Fig. 5: Positive and negative regulators of the MAPK pathway exhibit synergistic dependencies in NRAS-mutant melanoma.
figure 5

a Manhattan plot of FDRs corresponding to GEMINI synergy scores and color-coded by the LFC of dependencies for paralog pair knockouts in IPC298. The dotted line represents the FDR of 1e-3. b Scatter plot of GEMINI synergy score and LFC of dual knockout in IPC298. Curated paralog pairs of the MAPK pathway are annotated by red dots. Pan-essential paralog pairs or genes are annotated by blue or yellow dots, respectively. c LFC of single or combinatorial gene knockouts of paralog pairs associated with MAPK signaling pathway in IPC298 (n = 3 biological replicates; 6 independent sgRNAs per gene and 18 independent sgRNA combinations per gene pair). The centerline, lower hinge, and upper hinge correspond to the 50th, 25th, and 75th percentiles, respectively. The upper and lower whiskers extend from the upper and lower hinges to the largest and smallest values no further than 1.5 * IQR (interquartile range). Source data are provided in the Source Data File.
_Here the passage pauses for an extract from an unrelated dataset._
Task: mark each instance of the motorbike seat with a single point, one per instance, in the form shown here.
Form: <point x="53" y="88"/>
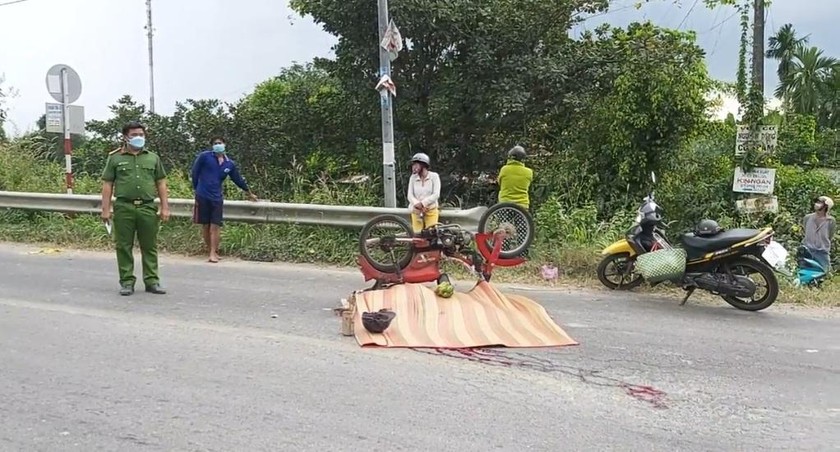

As the MAPK signaling pathway is composed of paralog redundancies at multiple nodes, we next explored the synergistic dependencies observed in IPC298 harboring NRASQ61L mutation. As expected, we identified members of the pathway including RAF (BRAF-RAF1), MEK (MAP2K1-MAP2K2), ERK (MAPK1-MAP3), and RSK2 (RPS6KA1, RPSKA3, and RPS6KB1) family exhibiting synergistic dependencies (Fig. 5b, c). In addition, we also observed paralogs that negatively regulate the pathway, including the 14-3-3 genes (YWHAE-YWHAZ), MEK phosphatases (PPP2CA-PPP2CB), and ERK phosphatases (DUSP4-DUSP6), displaying synergistic dependencies through hyperactivation of the pathway (Fig. 5c)10,24,25. These data suggest that both pan-lethal gene pairs, as well as selective essential gene are robustly found in these screens. It is notable that BRAF/RAF1 are essential in the NRAS-mutant setting as highly selective dual BRAF/RAF1 inhibitors have enter clinical trials in both the BRAF-mutant resistant setting and in the setting of NRAS-mutant tumors26.

Discussion

In this study, we assessed the robustness of ten pooled dual-knockout systems and found that combinations of alternative spCas9 tracrRNAs (VCR1-WCR3) are associated with superior performance in both the single-gene and combinatorial dropout screens. The improvements can be attributed to several aspects including sgRNA design and the more divergent tracrRNA sequences between the two sgRNAs.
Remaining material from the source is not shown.